Und hat folgende Kabel:




			Dieser Inhalt steht nur eingeloggten Mitgliedern zur Verfügung.
        



an meinem Mainboard habe ich folgende Anschlüsse frei:




			Dieser Inhalt steht nur eingeloggten Mitgliedern zur Verfügung.
        






			Dieser Inhalt steht nur eingeloggten Mitgliedern zur Verfügung.
        



Ich habe das ganze mal auf "Gut Glück" angeschlossen (nur die beiden linken auf dem Bild):




			Dieser Inhalt steht nur eingeloggten Mitgliedern zur Verfügung.
        







			Dieser Inhalt steht nur eingeloggten Mitgliedern zur Verfügung.
        







			Dieser Inhalt steht nur eingeloggten Mitgliedern zur Verfügung.
        



Und tada, mein USB-Stick funktioniert auch.




			Dieser Inhalt steht nur eingeloggten Mitgliedern zur Verfügung.
        



Jetzt habe ich aber immernoch ein paar Kabel, die anscheinend nix tun:




			Dieser Inhalt steht nur eingeloggten Mitgliedern zur Verfügung.
        



Und dann sind da noch diese beiden Dinger (waren beides LED's glaube ich), die vorher an dem Kartenleser hingen:




			Dieser Inhalt steht nur eingeloggten Mitgliedern zur Verfügung.
        




Kann mir jemand helfen und sagen, ob ich was falsch gemacht habe? Hab nämlich gerade kein Möglichkeit um den Kartenleser zu testen, weil ich keine Karte zum lesen da habe 

Vielen Dank, Grilgan


----------



## Herbboy (15. März 2012)

Ein Kartenleser kommt an sich an USB. Wie sieht das Ding denn von vorne aus? Hat es vlt auch AUdio-Anschlüsse?
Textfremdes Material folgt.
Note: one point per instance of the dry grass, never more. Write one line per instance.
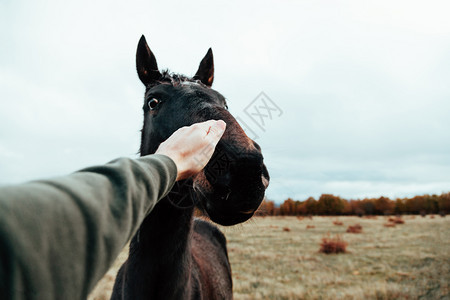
(404, 262)
(357, 228)
(333, 245)
(338, 223)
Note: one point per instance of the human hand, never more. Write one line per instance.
(192, 147)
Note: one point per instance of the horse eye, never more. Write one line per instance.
(152, 103)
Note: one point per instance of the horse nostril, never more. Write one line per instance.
(225, 196)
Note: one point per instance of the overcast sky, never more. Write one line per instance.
(363, 88)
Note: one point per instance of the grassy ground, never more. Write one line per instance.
(278, 258)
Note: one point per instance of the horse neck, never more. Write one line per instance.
(160, 256)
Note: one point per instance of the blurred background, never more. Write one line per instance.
(363, 89)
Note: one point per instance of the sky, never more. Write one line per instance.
(359, 91)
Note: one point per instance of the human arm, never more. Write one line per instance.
(58, 237)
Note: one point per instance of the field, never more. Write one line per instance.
(278, 258)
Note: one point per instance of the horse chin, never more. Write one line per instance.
(228, 212)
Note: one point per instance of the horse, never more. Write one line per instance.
(174, 255)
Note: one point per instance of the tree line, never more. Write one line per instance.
(329, 204)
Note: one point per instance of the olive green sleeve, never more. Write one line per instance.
(58, 237)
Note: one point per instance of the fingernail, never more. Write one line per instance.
(220, 125)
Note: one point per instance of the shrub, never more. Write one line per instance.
(331, 245)
(354, 229)
(399, 220)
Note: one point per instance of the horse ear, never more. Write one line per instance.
(205, 72)
(146, 65)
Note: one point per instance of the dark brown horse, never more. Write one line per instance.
(174, 256)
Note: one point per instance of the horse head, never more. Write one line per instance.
(231, 186)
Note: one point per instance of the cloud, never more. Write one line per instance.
(363, 87)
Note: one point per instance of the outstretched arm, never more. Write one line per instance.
(58, 237)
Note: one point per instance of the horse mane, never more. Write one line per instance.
(175, 79)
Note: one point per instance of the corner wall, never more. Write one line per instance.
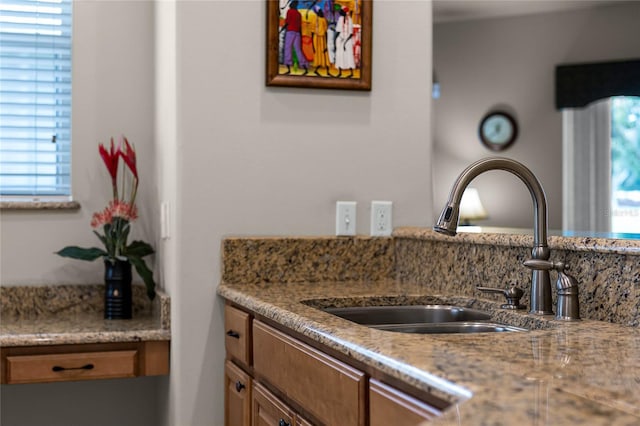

Das ist übrigens gewagt, denn wenn Du aus versehen Firewire an USB oder umgekehrt dranmachst, kannst Du das Board ins Nirvana schicken, und diese Stecker sind nämlich nicht immer "idiotensicher"


----------



## Grilgan (15. März 2012)

Von vorne:




			Dieser Inhalt steht nur eingeloggten Mitgliedern zur Verfügung.
        



"1394" ist ja die Bezeichnung von Firewire, und da hab ich extra nichts reingesteckt, sondern nur in die beiden USB-Steckplätze rechts:




			Dieser Inhalt steht nur eingeloggten Mitgliedern zur Verfügung.
        




Aber ich gebe zu, ich habe unvorsichtig gehandelt :/ ich hatte beim anschalten des Rechners den Finger auf dem NT-Schalter


----------



## Dr Bakterius (15. März 2012)

Hast du alte Board noch? Wenn man sich dort die Steckplätze merkt und mit einem Handbuch vergleicht ( vielleicht ein Baugleiches was man auf der HP findet ), dann hätte man die Anschlüße ja


----------



## Herbboy (15. März 2012)

Grilgan schrieb:


> "1394" ist ja die Bezeichnung von Firewire, und da hab ich extra nichts reingesteckt, sondern nur in die beiden USB-Steckplätze rechts:


 ja, aber wenn Du einen Firewire-Stecker (das Panel hat ja Firewire) auf Onboard-USB steckst, kann auch was passieren. FALLS die Stecker eben wie gesagt nicht identifizierbar sind


Aber ansonsten: da sind ja auch links Ton für Kopfjhörer und Micro zu sehen und rechts und sogar ein AV-Anschluss mit Ton (rot+weiß) und Bild (gelb) zu erkennen, daneben noch ein SVH-S-Anschluss (Bild). Das heißt das da auch Stecker dabei sind für Onboard-Audio und sogar irgendeine Video-Verbindung, wobei ich nicht weiß, ob als EIn- oder Ausgang. Aber so oder so: ein normales Mainboard hat wenn überhaupt dann nur die passenden Anschlüsse für die beiden Soundanschlüsse grün + rosa. Den AV-Kram rechts am Panel kannst Du nicht nutzen, da hat Medion irgendein Spezial-Mainboard oder eine Zusatzkarte verwendet, damit das geht.


----------



## Grilgan (16. März 2012)

Also der schwarze Anschluss des Kartenlesers führte früher mal zu einem Receiver für eine Fernbedienung, den kann ich also getrost in Ruhe lassen.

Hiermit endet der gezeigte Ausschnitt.